Every ECP must have a minimum database that provides the optimum of care and service for every patient. Extra concern for glaucoma patients exists when there is a family history of glaucoma, the presence of diabetes, high blood pressure, heart disease, visual field losses, decreased vision, high intraocular pressure, unusual or unexplainable visual problems, corticosteroid use, physical injuries or trauma to the eye. A more aggressive approach for a suspicious patient must be undertaken which may include a referral to an ophthalmologist. A patient history will provide the symptoms that a patient is experiencing as well as allow the ECP to know if there is any family history of eye problems or other medical problems. Corrected and uncorrected visual acuity measurements at distance and near will further allow the ECP to determine if there is reduced vision as well as to determine if there is myopia, hyperopia, astigmatism, or presbyopia present.
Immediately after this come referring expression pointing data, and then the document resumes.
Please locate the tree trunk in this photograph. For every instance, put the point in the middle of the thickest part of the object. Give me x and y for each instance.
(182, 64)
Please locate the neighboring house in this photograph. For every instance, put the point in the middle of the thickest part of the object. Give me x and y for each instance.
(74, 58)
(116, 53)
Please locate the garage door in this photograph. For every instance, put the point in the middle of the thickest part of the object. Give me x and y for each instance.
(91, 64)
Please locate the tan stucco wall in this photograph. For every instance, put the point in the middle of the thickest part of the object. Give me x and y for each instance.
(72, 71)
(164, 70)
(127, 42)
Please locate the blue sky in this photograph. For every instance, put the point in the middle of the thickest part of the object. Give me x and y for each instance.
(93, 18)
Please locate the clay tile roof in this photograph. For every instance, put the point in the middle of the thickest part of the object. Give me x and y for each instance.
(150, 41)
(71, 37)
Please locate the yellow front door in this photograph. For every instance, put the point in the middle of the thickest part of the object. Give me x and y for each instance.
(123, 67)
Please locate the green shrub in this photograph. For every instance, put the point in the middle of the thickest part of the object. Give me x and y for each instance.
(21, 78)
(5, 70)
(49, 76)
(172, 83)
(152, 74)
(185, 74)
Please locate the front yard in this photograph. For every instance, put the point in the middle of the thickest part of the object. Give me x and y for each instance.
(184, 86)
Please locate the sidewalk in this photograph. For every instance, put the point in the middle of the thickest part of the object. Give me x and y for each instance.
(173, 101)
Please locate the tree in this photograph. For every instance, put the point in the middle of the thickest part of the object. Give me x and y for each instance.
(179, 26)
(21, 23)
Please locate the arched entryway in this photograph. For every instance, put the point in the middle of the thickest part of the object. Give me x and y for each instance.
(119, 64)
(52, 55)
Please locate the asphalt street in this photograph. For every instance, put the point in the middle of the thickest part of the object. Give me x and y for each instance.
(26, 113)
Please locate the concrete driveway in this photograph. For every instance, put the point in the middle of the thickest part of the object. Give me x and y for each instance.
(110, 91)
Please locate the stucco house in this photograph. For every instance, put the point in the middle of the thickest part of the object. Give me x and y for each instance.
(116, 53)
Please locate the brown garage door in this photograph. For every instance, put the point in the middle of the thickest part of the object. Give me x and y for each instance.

A refraction may indicate for example, that a highly farsighted patient may have narrow angles or a highly myopic patient may have open angles. The angles must be viewed under a biomicroscope and gonioscopy can allow the ECP to view the actual anatomy of the angle. Intraocular pressures must be determined for each eye by using a non-contact tonometer, a Tonopen, or a Goldmann tonometer. If there is any suspicion of eye pressures that are outside of normal, several measurements should be taken at different times of the day due to cyclic fluctuations through the day. The evaluation of intraocular pressure (IOP) is usually based on measurements done during office hours. As IOP is considered a major risk factor for glaucoma, an undetected IOP spike could be the missing link that has not been taken into account. People with thin corneas can be at an increased risk of developing glaucoma so it is important to use a pachymeter in order to determine if this is an added risk factor.

Every eye exam should include visual field testing which would include a screening or a threshold test depending upon concerns or risk factors. Any glaucoma patient should be informed that visual field testing will be done on a regular basis. These visual field tests are important in order to know if a problem exists, to monitor any changes once any treatment is started, and to be able to change the treatment strategy if significant visual changes do occur. Also, every patient should be dilated in order to determine the health of the retina, the retinal vascular system, the optic nerve, and the macula. Fundus photography and taking pictures of the optic nerve are very important. These photos can allow the ECP to monitor changes in the cup to disc ratio of the optic nerve. If a cup to disc ratio is high such as 0.5 or 0.6, this can be another risk factor for glaucoma including the fact that the vertical size of the cup must be compared to the horizontal size.

There has been improved diagnosis and management for glaucoma including the use of an OCT (Optical Coherence Tomography). An OCT is another tool that measures the thickness of the retinal nerve fiber layer. The average values of the nerve fiber layer thickness can be calculated and compared to what should be normal. OCT’s can be an expensive piece of equipment with prices ranging from $9000-$45000.

In a July, 2015 Review of Optometry article on “Treating Glaucoma in the Real World”, Dr. Murray Fingeret, a leading authority on this subject, and Aliza Becker offer these suggestions when treating a glaucoma patients’ medication adherence; “build trust with your patients, educate, educate, educate, provide written instructions, offer reminder strategies for taking medications, and make sure patients understand their insurance coverage.” These are good suggestions under any circumstances.